Major products sold include fuel (60 to 70 percent of sales); groceries and cigarettes (15 percent each); and beer (5 percent). Fuel includes regular, mid-grade, and premium unleaded gas; and diesel fuel. Groceries include soft drinks, candy, snacks, and dairy products. Stores may also sell meals or lottery tickets. Services include money orders and check cashing.

The industry includes national chains, franchises, and independent retailers. The majority of c-stores are small and independently owned. Almost 80 percent sell motor fuel, according to the National Association of Convenience Stores (NACS). Some independent retailers have dealer relationships with large oil companies.

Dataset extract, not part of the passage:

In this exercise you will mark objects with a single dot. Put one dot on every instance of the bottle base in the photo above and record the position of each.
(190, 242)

Store size can range from about 800 square feet (for a kiosk) to 5,000. A traditional c-store averages 2,000 to 3,000 square feet, has eight to nine fuel pumps, and offers six to 12 parking spaces. Most modern gas pumps have digital displays and allow customers to pay at the pump using a variety of methods, including credit and debit cards. Underground storage tanks (UST) store fuel; average monthly gas volume is just over 100,000 gallons. The average c-store generates about $4 million annually.

While location types can vary, most companies target high-traffic sites. C-stores off major interstates and highways tend to attract travelers and truckers. Stores at high-traffic intersections and in densely populated areas may depend on local customers. The shopping radius for many c-stores is two to six miles. Many stores operate 24/7. Store layouts can vary, but may include fountain drink stations, hot beverage centers, or food preparation areas.

C-stores sell more than 80 percent of gas sold in the US. Companies may sell branded or unbranded gas; the most common type of fuel sold is regular unleaded gas. Fuel suppliers include oil companies, refineries, or distributors (also known as "jobbers"). Companies may have supply agreements, which typically require minimum annual purchases and may offer volume-based allowances. The purchase price may be a Dealer Tank Wagon (DTW) price set by the supplier or a fixed markup over the "rack," or market, price. While motor fuels are the majority of c-store sales, gas generates low margins; thus, getting the lowest possible wholesale cost is critical to profitability.

Typical non-fuel merchandise includes high volume goods (beverages and cigarettes); impulse items (snacks and candy); and staples (milk). Prepared foods include sandwiches, pizzas, and/or hot dogs, and some chains offer nationally branded products from restaurant franchises. Many items are immediately consumable and some are perishable and require refrigeration. Depending on merchandise offerings, companies may buy non-fuel goods from a variety of sources, including manufacturers, grocery wholesalers, or distributors. Large chains may have long-term contracts with suppliers; some offer private-label brands. Non-fuel merchandise carries higher margins than fuel and typically generates the majority of store profits.

Many c-stores have computerized information systems linking point-of-sale (POS); gas pump; inventory; accounting; and finance operations. Scanners track individual items by Universal Product Code (UPC). Inventory management systems identify slow- and fast-moving products. Most c-stores with gas pumps offer cashless, pay-at-the-pump systems. Gas tank monitoring systems detect leaks, monitor tank levels, and may trigger purchase orders when gas levels are low. Innovation in payment technology includes using radio frequency identification (RFID) tags or biometric identification (fingerprints) to pay. Database systems manage customer loyalty programs.